I’m not sure there’s something. Yes, there are two big groups of work: Early Forms and Rational Beings. It is about realizing that we’re missing a huge variety. But the things just make themselves. I could try and stop. When I was a student, there was that time where the ready-made was very important, the realization that terms and contexts completely transform the object. Spectrum, for example, it’s a demonstration of how industry makes stupid and cheap forms. And this was the reason I started making my own forms to get away from the industrial repetition. To make geometries into emotional things.
But you also have a lot of influence from biology-science in your work. Even though it’s not a figurative work, the body is always present.
That is exactly the point. Human beings are predicate for survival, that is our culture. This enormous extension of material that we live in, is created to help us to survive. As long as we’re surviving, we’re not concerned with what we can’t see or don’t know. We’re so obsessed with production. What happens when we don’t have to produce so much then? A lot of it is meaningless stuff. And as I said, sculpture is very rare and the great thing about it is that people think it is a static thing, but it’s not! It’s an enormous and very fast developing discipline, where many sculptors are working with the different aspects of the material. That’s very exciting.

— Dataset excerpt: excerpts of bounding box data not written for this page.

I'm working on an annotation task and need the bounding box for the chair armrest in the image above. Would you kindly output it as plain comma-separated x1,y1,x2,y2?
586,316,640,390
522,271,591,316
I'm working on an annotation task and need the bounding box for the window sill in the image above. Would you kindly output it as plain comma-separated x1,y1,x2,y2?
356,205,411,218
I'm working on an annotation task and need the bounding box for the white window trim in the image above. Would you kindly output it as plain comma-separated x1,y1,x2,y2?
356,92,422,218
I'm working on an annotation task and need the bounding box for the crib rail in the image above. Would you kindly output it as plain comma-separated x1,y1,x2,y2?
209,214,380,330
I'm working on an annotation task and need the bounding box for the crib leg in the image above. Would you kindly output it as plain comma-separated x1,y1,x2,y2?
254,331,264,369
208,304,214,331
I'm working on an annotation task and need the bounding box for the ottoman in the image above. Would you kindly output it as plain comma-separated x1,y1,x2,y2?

The possibility of new and multiple readings of your work maintains it like a living organism that allows us to imagine a future.
And I think that sculpture only just begun! Limitless possibilities are there, not only for me, but for the future. Yes, absolutely!
There is a moment one has to remain critical, not just with other people but with oneself as well. There are changes in things. But the fact remains: there’s such a lot of work to do. The world is in a desperate state. Science tells us what the truths are, the laws, the structures of our reality. But art tells you what it means. And that’s what’s important, it gives you value!
Is this what motivates you to continue creating?
Absolutely! Because there’s always technology, some increase in our knowledge about machines and the reality we live in. But has it ever made us into better people? We didn’t change. What makes a better human, a better humanity? It’s sculpture.
And about this specific project for Lisbon, how was it for you to think about it?
I’m very happy to come back to Portugal and to have the possibility to continue that dialogue. What we had outside was not easy. I am privileged to be able to exhibit in those huge historical spaces. We wanted to have this idea of something otherness: not like anything else. Not like nature and not like what humans make. It’s a different kind of energy from everything else. And that’s really what my idea was, with four different ways of approaching that problem. They’re not just things, they are energies. And then, the work in the exhibition, without being retrospective, in two sections: a small part showing a little bit the origins of what I worked through in the 70-80s, and then more recent works. So it’s very good!